Anybody who tells you they have a ToS study that shows buy and sell volume is oversimplifying things: there isn’t one. For every trade there is exactly one buyer and one seller, the volume is always 50% buy, 50% sell. The only question is, did I buy from you, or did I wait for you to sell to me? And did you run out of stuff to sell me at that price so I had to go buy more from the guy offering it at a higher price?
While you might be able to watch Time and Sales for real-time volume on the ask vs bid, ToS doesn’t let you capture that information in a study. We only get five numbers: high, low, open, close, and volume. Six, if you include time. That’s it, that’s all we have to work with.
So what the heck do all those ‘Buy and Sell Volume’ studies really do, if the only variables you have access to are high, low, open, close, and volume?
The answer is a bit of logical deduction. Because buying on the ask as opposed to waiting in a bid will move price upward, if there are more buyers than sellers price will go up and the candle will close above the open. Knowing this plus the volume of the candle you can deduce that on a whole there was more buying volume than selling volume.
The actual formula for this deduction is:
(close – low) / ( high – low)
In other words, the amount of the candle from the close to the low as a percentage of the total candle’s price movement. If a candle is green, that’s mostly buying pressure, and the remainder must be selling pressure.
This doesn’t take into account a huge amount of buying pressure that breaks through a level, rockets up, then falls back down and further under far less volume. There’s no way to tell exactly how the volume is distributed within a candle, so that candle that had a giant amount of buying pressure instead looks like it has a giant amount of selling pressure instead.
But what does this really tell you that the shape of the candle can’t? Over time, you can build a picture using volume. It’s just another way of visualizing candle data to help you build a mental image of the price action. But at the end of the day, you could also just look at the shape and color of the candle to see how much of it was buying or selling volume.

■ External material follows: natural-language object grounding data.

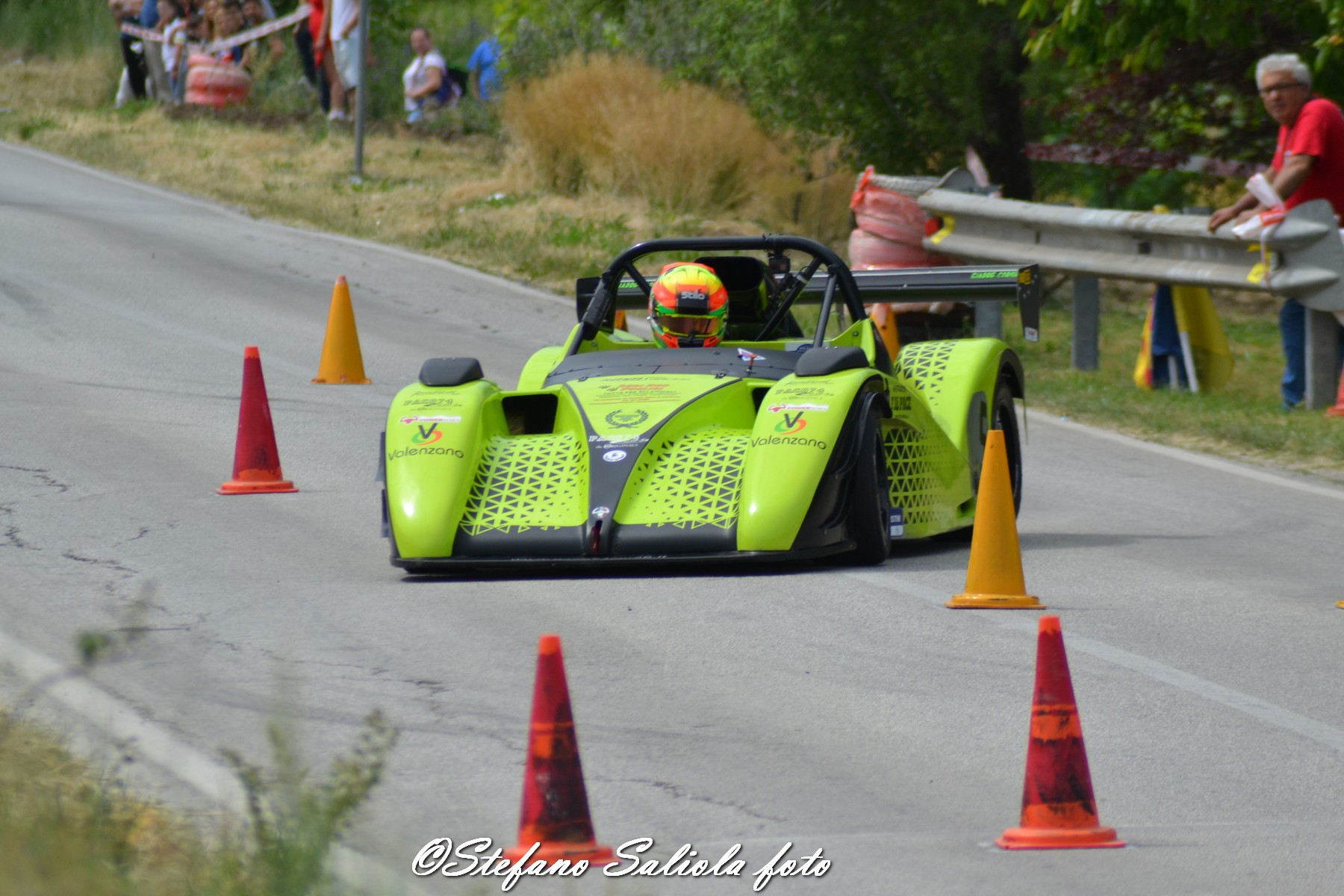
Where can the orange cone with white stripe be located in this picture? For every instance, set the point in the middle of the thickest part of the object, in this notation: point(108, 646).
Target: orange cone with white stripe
point(1058, 808)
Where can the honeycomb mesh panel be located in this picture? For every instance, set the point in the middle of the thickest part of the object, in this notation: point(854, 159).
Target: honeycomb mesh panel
point(921, 467)
point(688, 481)
point(527, 481)
point(927, 366)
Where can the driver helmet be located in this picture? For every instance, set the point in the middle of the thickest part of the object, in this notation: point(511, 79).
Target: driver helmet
point(688, 307)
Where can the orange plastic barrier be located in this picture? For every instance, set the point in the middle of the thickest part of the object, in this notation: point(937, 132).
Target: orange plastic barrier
point(215, 84)
point(892, 228)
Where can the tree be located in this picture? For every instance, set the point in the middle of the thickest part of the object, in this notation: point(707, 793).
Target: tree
point(1175, 75)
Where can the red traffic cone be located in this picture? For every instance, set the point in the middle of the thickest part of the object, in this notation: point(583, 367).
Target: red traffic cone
point(1058, 809)
point(556, 817)
point(255, 455)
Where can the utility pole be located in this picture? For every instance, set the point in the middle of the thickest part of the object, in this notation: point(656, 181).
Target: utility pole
point(362, 92)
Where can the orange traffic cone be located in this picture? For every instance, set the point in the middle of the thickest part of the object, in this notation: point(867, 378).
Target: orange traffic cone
point(1339, 402)
point(994, 578)
point(1058, 809)
point(554, 822)
point(340, 361)
point(255, 457)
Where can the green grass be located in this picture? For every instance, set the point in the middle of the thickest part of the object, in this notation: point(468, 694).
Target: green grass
point(1242, 420)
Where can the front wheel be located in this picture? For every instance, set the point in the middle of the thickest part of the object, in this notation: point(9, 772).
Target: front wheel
point(870, 496)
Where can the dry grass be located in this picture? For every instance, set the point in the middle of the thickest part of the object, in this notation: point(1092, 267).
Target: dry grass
point(67, 830)
point(616, 125)
point(472, 199)
point(42, 87)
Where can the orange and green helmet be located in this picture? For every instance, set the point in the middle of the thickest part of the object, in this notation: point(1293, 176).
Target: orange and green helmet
point(688, 307)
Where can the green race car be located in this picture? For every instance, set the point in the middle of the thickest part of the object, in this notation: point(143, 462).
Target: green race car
point(773, 444)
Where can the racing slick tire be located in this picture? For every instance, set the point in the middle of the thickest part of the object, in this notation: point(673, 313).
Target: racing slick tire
point(870, 496)
point(1004, 417)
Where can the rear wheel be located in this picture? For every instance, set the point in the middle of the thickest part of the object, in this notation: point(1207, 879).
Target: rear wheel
point(870, 496)
point(1006, 418)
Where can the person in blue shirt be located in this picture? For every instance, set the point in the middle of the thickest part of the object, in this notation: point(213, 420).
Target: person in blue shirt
point(484, 67)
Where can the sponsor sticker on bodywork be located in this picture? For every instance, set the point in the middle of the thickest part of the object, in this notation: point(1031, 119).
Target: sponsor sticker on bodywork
point(897, 526)
point(432, 420)
point(776, 408)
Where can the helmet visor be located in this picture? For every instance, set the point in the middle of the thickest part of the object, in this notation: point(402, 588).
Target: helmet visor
point(679, 326)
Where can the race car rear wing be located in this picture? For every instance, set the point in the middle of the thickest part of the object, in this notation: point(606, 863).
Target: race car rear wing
point(974, 284)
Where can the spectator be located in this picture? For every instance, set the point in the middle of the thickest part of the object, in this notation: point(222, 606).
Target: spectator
point(156, 77)
point(255, 15)
point(308, 42)
point(428, 85)
point(343, 19)
point(1308, 164)
point(484, 67)
point(174, 47)
point(134, 75)
point(228, 23)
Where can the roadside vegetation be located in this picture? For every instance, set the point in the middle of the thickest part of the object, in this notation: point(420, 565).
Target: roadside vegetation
point(70, 828)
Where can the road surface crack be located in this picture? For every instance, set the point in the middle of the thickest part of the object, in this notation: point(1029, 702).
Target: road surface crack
point(43, 476)
point(10, 534)
point(111, 564)
point(678, 791)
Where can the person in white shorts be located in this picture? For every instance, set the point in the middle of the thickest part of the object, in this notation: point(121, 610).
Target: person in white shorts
point(425, 78)
point(343, 18)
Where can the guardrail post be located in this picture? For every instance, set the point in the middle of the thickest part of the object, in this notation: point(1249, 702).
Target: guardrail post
point(989, 320)
point(1086, 323)
point(1323, 363)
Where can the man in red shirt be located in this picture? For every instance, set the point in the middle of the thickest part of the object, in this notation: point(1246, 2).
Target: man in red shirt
point(1308, 164)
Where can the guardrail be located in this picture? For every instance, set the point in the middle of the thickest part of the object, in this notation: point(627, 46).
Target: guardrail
point(1303, 258)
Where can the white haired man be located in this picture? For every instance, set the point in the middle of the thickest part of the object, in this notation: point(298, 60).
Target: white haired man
point(1308, 164)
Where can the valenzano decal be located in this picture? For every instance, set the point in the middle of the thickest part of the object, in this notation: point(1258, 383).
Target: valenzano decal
point(443, 452)
point(789, 440)
point(426, 435)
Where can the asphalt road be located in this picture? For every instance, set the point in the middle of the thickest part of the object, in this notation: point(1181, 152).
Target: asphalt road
point(828, 707)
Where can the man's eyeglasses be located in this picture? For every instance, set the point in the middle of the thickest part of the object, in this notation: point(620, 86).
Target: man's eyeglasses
point(1287, 85)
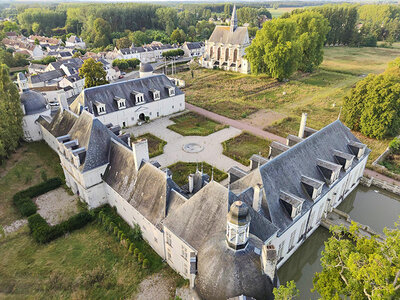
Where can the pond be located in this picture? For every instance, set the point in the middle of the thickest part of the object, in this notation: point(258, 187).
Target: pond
point(369, 206)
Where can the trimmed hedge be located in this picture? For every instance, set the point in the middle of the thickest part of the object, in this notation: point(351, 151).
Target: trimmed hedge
point(22, 200)
point(44, 233)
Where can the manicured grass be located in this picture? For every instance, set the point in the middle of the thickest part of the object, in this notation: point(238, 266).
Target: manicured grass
point(23, 169)
point(193, 124)
point(181, 171)
point(86, 264)
point(155, 144)
point(243, 146)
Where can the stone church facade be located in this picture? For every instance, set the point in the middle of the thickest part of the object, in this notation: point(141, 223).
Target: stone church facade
point(226, 47)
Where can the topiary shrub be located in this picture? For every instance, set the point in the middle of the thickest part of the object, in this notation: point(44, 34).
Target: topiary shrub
point(145, 264)
point(136, 252)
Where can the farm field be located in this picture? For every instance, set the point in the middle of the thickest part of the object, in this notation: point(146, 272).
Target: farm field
point(320, 94)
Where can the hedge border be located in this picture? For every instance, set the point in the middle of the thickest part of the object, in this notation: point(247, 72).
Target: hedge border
point(23, 199)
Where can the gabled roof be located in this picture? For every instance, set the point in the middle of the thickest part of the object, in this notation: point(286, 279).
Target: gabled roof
point(106, 93)
point(223, 34)
point(284, 173)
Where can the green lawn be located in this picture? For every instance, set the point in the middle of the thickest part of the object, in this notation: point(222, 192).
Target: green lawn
point(193, 124)
point(86, 264)
point(181, 171)
point(243, 146)
point(24, 169)
point(155, 144)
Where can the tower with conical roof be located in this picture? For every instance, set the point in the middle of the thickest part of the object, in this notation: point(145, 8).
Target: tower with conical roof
point(234, 19)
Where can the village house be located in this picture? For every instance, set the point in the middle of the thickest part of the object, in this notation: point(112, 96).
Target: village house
point(226, 47)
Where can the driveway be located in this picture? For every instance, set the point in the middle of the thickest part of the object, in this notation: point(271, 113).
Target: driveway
point(173, 151)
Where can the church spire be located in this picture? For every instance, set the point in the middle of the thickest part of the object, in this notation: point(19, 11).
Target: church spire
point(233, 19)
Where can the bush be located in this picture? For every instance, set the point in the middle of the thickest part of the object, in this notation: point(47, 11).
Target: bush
point(44, 233)
point(394, 145)
point(145, 264)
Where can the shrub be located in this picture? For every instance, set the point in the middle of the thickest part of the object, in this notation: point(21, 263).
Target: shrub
point(145, 264)
point(136, 252)
point(394, 145)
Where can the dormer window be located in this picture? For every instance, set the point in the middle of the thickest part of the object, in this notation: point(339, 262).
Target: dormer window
point(139, 97)
point(312, 187)
point(101, 108)
point(156, 94)
point(171, 90)
point(345, 159)
point(292, 204)
point(330, 171)
point(121, 103)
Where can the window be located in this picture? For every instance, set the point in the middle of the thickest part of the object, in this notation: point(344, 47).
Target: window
point(291, 242)
point(169, 242)
point(184, 252)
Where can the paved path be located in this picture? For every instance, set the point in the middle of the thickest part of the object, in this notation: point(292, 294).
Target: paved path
point(237, 124)
point(173, 151)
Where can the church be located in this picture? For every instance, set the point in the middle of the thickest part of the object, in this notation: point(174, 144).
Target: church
point(226, 47)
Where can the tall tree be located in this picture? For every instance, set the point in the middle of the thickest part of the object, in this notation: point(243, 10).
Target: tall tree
point(355, 267)
point(93, 73)
point(10, 114)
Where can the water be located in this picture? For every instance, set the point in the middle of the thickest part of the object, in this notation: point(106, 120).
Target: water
point(369, 206)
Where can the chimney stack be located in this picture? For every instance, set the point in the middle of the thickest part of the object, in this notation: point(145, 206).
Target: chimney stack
point(302, 125)
point(269, 261)
point(140, 152)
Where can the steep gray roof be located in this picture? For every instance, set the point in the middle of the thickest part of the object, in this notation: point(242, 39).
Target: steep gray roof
point(223, 34)
point(47, 76)
point(106, 93)
point(284, 172)
point(224, 273)
point(33, 102)
point(61, 123)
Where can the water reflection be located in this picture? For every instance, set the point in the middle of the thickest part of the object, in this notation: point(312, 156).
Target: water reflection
point(370, 206)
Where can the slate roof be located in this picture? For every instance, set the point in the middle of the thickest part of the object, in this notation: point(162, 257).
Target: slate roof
point(47, 76)
point(284, 172)
point(106, 93)
point(148, 190)
point(61, 123)
point(33, 102)
point(223, 34)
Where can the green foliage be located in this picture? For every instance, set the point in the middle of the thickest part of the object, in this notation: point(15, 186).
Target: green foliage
point(358, 267)
point(394, 145)
point(173, 53)
point(10, 114)
point(44, 233)
point(93, 73)
point(372, 106)
point(286, 292)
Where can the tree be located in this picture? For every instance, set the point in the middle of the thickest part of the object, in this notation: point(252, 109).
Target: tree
point(93, 73)
point(123, 43)
point(311, 30)
point(286, 292)
point(10, 114)
point(275, 50)
point(358, 267)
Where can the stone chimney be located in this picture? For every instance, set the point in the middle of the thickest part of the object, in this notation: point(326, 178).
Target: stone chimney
point(302, 125)
point(140, 152)
point(257, 197)
point(269, 260)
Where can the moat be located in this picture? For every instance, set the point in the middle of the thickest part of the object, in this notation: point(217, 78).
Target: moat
point(369, 206)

Since this buy/sell volume is a fiction based on our five variables, there are other fictions we can create to help us visualize candle data too.
I wrote a study called VPA Candles that colors the candles on a spectrum from red to green based on that buy/sell volume formula. The higher the buy percent the greener the candle, and the higher the sell volume the redder. A perfectly stable candle is kind of a brownish color, halfway between green and red. This lets you see at a glance from the color spectrum a relative amount of buy/sell volume based on the candle shape, like training wheels for people who can’t read candle shapes.
Additionally, the candles are brighter when the volume is higher and darker when the volume is lower, so a high-volume buying candle would be a brighter green than a lower-volume buying candle. Visually, this makes the important candles pop out more, and adds additional cues to the volume graph.
Often this leads to a lot of dark brown candles in between spurts of bright green and red candles, as that’s often how price action works. Not super helpful for seasoned traders, but if you’re just starting out it reinforces why certain candles mean different things based on those five variables.